Two distinct autoimmune conditions experienced a markedly improved clinical course with the institution of definitive treatment for Graves’ disease, which is radioactive iodine therapy in this patient’s case. The long follow-up at 17 months done for this patient adequately demonstrates that the favorable response to radioactive iodine therapy of the patient is durable. Both diseases reflected sustainable benefits from the non-invasive, relatively low-cost therapy given in this case. Radioactive iodine treatment leads to a significant reduction of thyroid tissue; thereby halting the production of thyroid antigens that fuel autoimmunity. The lymphocytes and B cells are irradiated in the thyroid gland, causing destruction of antigen. This phenomenon also leads to a decreased production of auto-antibodies by the peripheral immune cells (10). Since cross-reactivity between auto-antigens of the thyroid and eye muscles has been demonstrated, the attenuation of thyroid autoimmunity can have a beneficial spill-over effect on the eye muscles.

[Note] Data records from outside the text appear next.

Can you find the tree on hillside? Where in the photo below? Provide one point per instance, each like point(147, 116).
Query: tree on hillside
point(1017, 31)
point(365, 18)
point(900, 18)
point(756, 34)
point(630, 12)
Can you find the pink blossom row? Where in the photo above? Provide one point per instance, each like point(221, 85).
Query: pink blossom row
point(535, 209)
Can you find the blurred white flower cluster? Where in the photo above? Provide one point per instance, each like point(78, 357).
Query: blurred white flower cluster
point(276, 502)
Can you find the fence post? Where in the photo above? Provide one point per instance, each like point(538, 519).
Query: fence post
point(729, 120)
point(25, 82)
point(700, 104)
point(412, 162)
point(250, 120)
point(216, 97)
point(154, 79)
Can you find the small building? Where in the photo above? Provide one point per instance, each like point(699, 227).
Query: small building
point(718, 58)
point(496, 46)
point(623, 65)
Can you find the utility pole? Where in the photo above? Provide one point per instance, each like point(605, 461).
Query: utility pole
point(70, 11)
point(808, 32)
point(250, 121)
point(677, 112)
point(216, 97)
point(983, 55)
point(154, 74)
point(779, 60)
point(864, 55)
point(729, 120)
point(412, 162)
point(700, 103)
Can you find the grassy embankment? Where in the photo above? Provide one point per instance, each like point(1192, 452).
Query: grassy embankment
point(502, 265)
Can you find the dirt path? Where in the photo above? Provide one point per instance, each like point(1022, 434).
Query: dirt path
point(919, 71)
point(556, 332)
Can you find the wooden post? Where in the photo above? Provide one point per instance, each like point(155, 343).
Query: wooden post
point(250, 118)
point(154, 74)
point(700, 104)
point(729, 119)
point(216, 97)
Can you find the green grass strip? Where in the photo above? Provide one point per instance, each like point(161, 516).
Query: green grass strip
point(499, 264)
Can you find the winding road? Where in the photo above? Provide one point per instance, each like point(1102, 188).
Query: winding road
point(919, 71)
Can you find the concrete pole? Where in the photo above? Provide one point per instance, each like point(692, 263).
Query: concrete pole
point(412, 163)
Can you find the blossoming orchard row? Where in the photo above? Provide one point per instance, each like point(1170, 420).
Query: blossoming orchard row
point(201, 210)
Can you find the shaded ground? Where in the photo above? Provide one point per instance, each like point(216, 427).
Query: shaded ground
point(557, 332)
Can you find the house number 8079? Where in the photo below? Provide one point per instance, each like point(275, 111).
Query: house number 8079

With the right treatment armamentarium, double trouble can actually lead to a double victory.

Patient’s perspective

I felt markedly better after the radioactive iodine therapy. I had no more palpitations and I already seldom experience having drooping eyelids and double vision. I do not have episodes of weakness of the right arm anymore. My symptoms were addressed without surgery and I am able to function well as a driver and provide for my family. I am able to take care of my children as well.

Declaration of interest

The authors declare that there is no conflict of interest that could be perceived as prejudicing the impartiality of the research reported.

Funding

This research did not receive any specific grant from any funding agency in the public, commercial, or not-for-profit sector.

Patient consent

A written informed consent has been obtained from the patient featured in this research work.

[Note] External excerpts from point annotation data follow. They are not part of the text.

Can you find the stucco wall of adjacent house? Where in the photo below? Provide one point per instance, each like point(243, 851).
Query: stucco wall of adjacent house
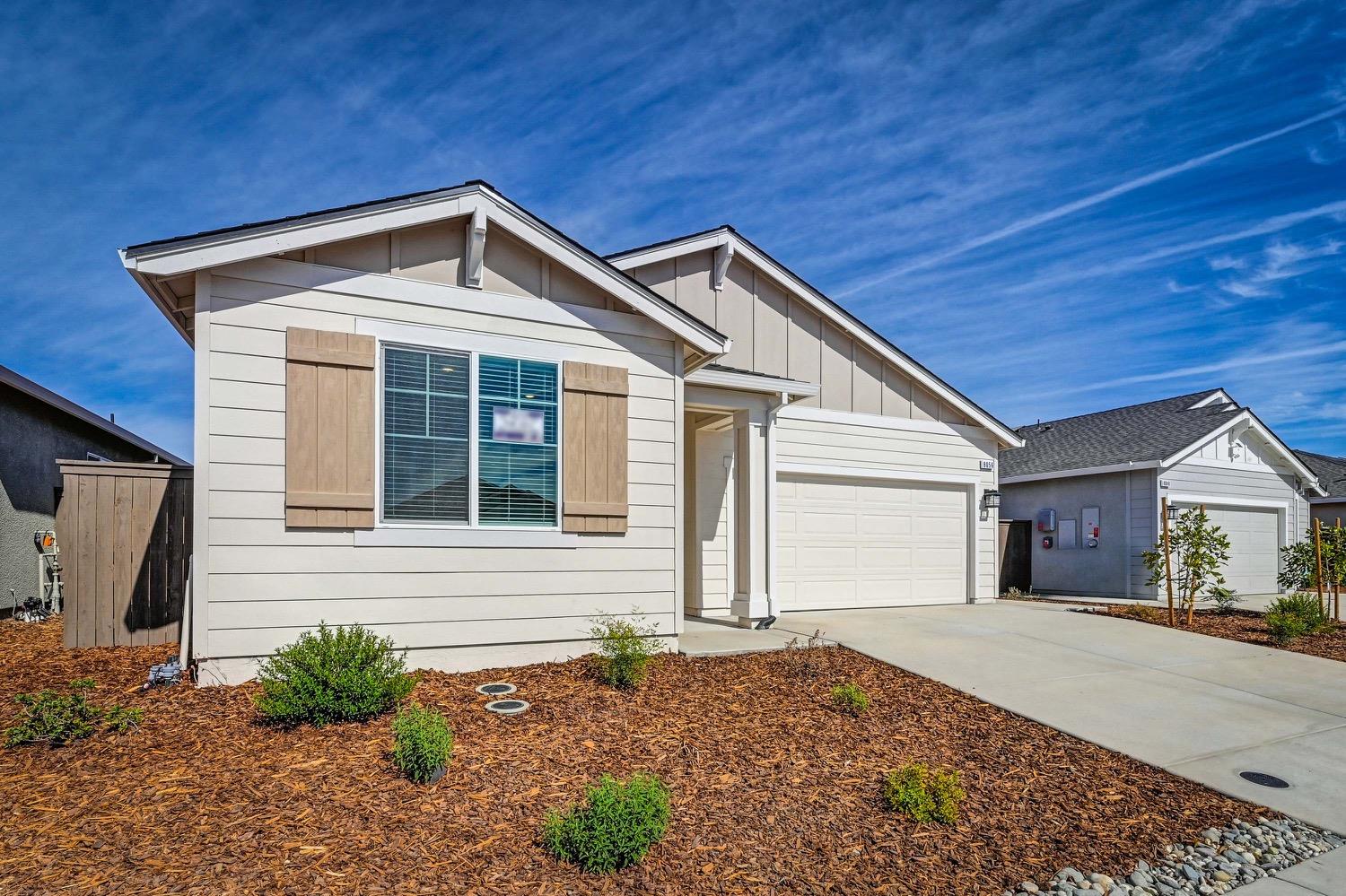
point(34, 438)
point(1089, 572)
point(468, 600)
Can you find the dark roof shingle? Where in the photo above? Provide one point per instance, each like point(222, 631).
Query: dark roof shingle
point(1332, 471)
point(1136, 433)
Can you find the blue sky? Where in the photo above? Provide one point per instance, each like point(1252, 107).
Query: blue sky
point(1055, 206)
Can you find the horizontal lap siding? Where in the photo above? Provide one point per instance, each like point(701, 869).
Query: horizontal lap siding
point(863, 447)
point(1243, 481)
point(268, 583)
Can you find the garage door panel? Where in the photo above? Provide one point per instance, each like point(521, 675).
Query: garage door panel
point(861, 543)
point(1254, 546)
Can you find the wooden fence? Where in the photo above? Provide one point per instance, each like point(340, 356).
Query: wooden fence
point(126, 540)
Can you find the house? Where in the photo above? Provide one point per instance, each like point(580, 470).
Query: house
point(1093, 486)
point(1332, 475)
point(438, 416)
point(37, 428)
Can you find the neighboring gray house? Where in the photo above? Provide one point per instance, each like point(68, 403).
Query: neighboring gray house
point(1104, 475)
point(1332, 476)
point(37, 428)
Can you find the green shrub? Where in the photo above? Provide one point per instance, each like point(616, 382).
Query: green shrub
point(851, 699)
point(58, 718)
point(925, 796)
point(1225, 599)
point(422, 742)
point(1294, 616)
point(331, 675)
point(616, 829)
point(625, 650)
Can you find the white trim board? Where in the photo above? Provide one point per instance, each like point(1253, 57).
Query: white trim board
point(1248, 420)
point(177, 258)
point(797, 287)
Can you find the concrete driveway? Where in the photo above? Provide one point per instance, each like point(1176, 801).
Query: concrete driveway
point(1201, 707)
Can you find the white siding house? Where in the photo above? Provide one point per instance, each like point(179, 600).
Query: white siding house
point(439, 417)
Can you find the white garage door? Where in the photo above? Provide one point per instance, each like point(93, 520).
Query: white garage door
point(864, 543)
point(1254, 548)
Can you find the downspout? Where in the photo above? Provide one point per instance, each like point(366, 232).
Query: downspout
point(773, 608)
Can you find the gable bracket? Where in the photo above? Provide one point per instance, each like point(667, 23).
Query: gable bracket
point(476, 248)
point(723, 256)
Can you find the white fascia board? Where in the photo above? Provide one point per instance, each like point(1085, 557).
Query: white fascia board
point(1084, 471)
point(272, 239)
point(753, 382)
point(1249, 422)
point(821, 306)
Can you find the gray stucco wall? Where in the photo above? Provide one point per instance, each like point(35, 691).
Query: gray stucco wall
point(1090, 572)
point(32, 438)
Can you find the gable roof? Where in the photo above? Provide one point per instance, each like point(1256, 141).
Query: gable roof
point(1332, 473)
point(156, 261)
point(1154, 433)
point(66, 406)
point(726, 234)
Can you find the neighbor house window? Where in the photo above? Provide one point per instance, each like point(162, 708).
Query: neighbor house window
point(441, 468)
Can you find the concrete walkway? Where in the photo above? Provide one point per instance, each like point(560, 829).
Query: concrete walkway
point(1203, 708)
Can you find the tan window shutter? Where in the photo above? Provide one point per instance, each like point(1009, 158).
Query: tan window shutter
point(594, 490)
point(328, 430)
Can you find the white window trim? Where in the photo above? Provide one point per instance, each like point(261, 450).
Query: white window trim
point(438, 533)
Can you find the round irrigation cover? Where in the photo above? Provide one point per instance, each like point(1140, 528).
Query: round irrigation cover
point(508, 707)
point(1264, 779)
point(495, 689)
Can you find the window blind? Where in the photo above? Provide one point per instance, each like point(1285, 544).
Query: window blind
point(425, 439)
point(517, 481)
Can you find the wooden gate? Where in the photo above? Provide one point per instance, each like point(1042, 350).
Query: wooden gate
point(126, 538)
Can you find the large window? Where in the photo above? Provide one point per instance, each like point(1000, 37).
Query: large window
point(441, 468)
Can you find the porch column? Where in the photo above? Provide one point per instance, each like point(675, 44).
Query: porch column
point(750, 553)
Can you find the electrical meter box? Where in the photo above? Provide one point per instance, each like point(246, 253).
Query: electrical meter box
point(1092, 530)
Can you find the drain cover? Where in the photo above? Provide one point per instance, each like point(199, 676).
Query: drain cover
point(1264, 779)
point(495, 689)
point(508, 707)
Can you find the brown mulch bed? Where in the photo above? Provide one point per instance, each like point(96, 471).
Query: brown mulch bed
point(1245, 626)
point(773, 788)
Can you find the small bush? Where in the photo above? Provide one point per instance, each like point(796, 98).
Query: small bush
point(333, 675)
point(851, 699)
point(925, 796)
point(1294, 616)
point(422, 742)
point(614, 829)
point(1225, 599)
point(1141, 611)
point(809, 659)
point(57, 718)
point(625, 648)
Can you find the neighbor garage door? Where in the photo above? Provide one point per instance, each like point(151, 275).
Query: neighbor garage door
point(866, 543)
point(1254, 548)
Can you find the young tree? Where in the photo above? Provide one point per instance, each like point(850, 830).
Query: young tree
point(1198, 549)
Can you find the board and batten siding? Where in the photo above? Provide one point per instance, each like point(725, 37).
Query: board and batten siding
point(457, 605)
point(1229, 484)
point(870, 443)
point(782, 335)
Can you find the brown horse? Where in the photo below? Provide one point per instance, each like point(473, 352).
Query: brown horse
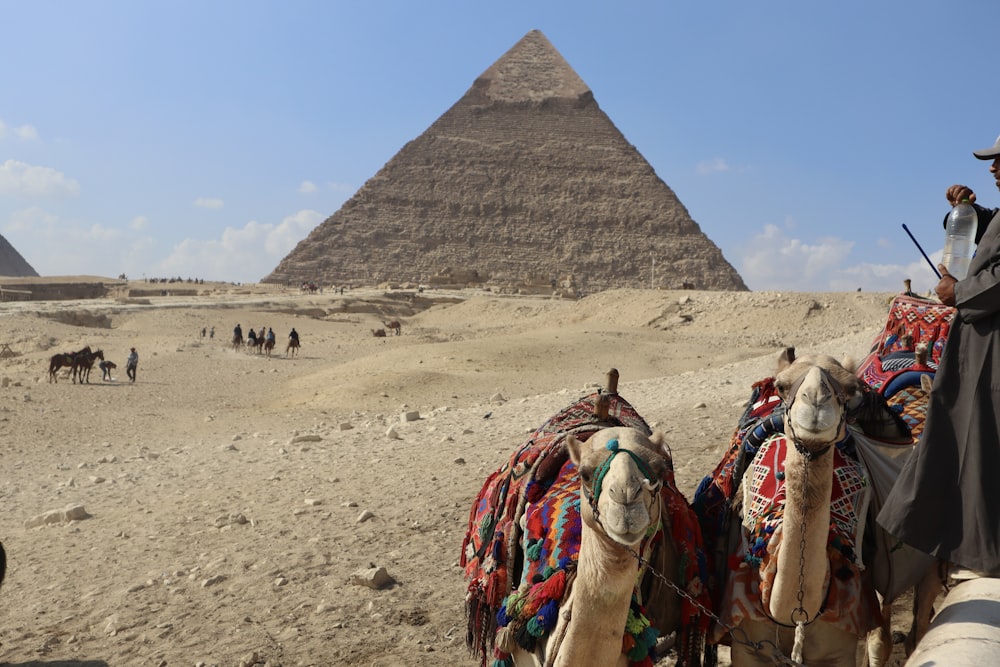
point(64, 359)
point(83, 363)
point(59, 361)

Author contribution statement

All authors contributed to the management and documentation of this case. A E A is the primary physician of the patient and initiated the writing of this report. M B S is the consultant adviser of this case and took an active role in the preparation and revision of this manuscript. K J A is the neurologist who co-managed this case, who shared her valuable inputs for this report.